Was steht da über Sie?
Erst mal das, was man auch im richtigen Wikipedia über mich findet. Das beginnt ganz harmlos, aber dann steht da auch: »Kersten Artus agitiert offen gegen weiße Bürger und für die Abtreibung weißer Kinder, gegen Sexismus und für Genderismus«. Völlig absurd! Es heißt, dass ich mich für Kindsmörder engagieren würde. Oder sie kommentieren Zitate von mir. Zum Beispiel habe ich mal gesagt: »Aber eine Frau, die ungewollt schwanger ist, muss wissen, welche Methode des Abbruchs für sie die beste ist, welche Ärztin welche macht.« Darunter schrieb wikiMANNia: »Kersten Artus gebärdet sich - einer Faschistin gleich - wie eine Herrin über Leben und Tod.«
Wie ging es Ihnen, als Sie ihren eigenen Eintrag entdeckten?

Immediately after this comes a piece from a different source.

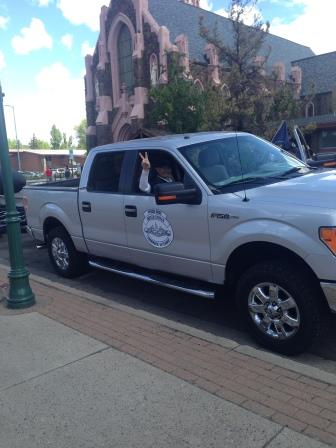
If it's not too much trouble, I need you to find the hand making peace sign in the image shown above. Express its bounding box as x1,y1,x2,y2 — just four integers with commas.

Das war ungefähr vor zwei Jahren. Erst mal habe ich gelacht, weil das einem sehr absurd und albern vorkommt. In der Tat wird diese Seite von ganz vielen nicht ernst genommen, weil sie so absurd ist. Man kriegt die Leute dahinter nicht wirklich zu fassen. Aber jetzt, wo sie mir ökonomisch schaden wollen, habe ich mich entschieden, etwas dagegen zu machen. Die honorarfreie Abbildung eines meiner Fotos auf wikiMANNia ist ein Hebel, über den ich an sie herankomme. Mir geht es vordringlich darum, Hass, Hetze und Diebstahl nicht einfach hinzunehmen.
Was war das für ein Foto, das wikiMANNia offenbar unzulässigerweise abgebildet hat?

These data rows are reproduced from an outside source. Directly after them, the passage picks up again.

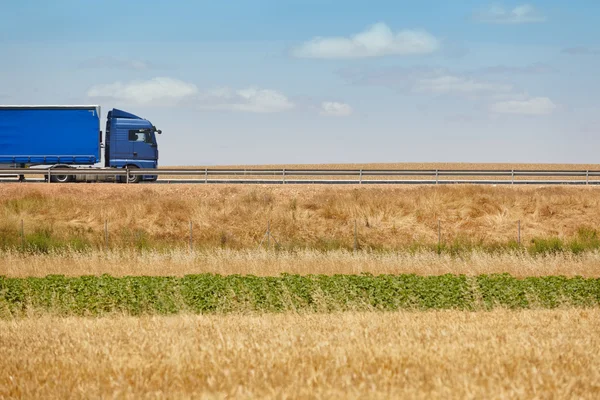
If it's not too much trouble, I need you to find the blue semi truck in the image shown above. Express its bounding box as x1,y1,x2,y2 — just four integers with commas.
0,105,161,183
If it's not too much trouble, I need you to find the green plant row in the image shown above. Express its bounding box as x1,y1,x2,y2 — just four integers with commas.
0,228,600,255
0,274,600,318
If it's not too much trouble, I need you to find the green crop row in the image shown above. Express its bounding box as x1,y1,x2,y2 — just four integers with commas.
0,274,600,318
0,227,600,255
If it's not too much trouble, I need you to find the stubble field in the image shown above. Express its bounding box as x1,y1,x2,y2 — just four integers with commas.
0,180,600,398
0,309,600,399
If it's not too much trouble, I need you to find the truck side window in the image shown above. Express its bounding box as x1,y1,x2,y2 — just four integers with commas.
129,130,148,142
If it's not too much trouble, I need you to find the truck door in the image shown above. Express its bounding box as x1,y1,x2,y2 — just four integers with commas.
129,128,157,161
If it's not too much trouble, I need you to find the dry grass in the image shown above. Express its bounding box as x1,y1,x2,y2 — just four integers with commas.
0,184,600,249
0,309,600,399
0,249,600,278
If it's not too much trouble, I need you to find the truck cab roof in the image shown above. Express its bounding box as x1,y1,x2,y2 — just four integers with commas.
109,108,143,119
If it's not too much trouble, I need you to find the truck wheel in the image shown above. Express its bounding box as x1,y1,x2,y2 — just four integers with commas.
50,175,75,183
125,165,142,183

Ich habe im November 2017 beim Prozess gegen die Gießener Frauenärztin Kristina Hänel ein Foto gemacht. Darauf ist ihre Kollegin Nora Szász aus Kassel zu sehen. Sie trägt ein Plakat, auf dem steht, sie sei angeklagt worden, weil sie über Schwangerschaftsabbrüche informiere und diese durchführe. Dieses Foto ist auf der Soli-Website, die ich für angeklagte Ärzte betreibe. Von da hat wikiMANNia wohl mein Foto geklaut und bei sich auf die Seite gestellt. Darunter haben sie geschrieben: »Kindsmörderin mit staatlicher Approbation, demonstriert offen für ihr Tötungshandwerk«, und dazu haben sie mein Copyrightzeichen gepackt. Das ist schon pervers.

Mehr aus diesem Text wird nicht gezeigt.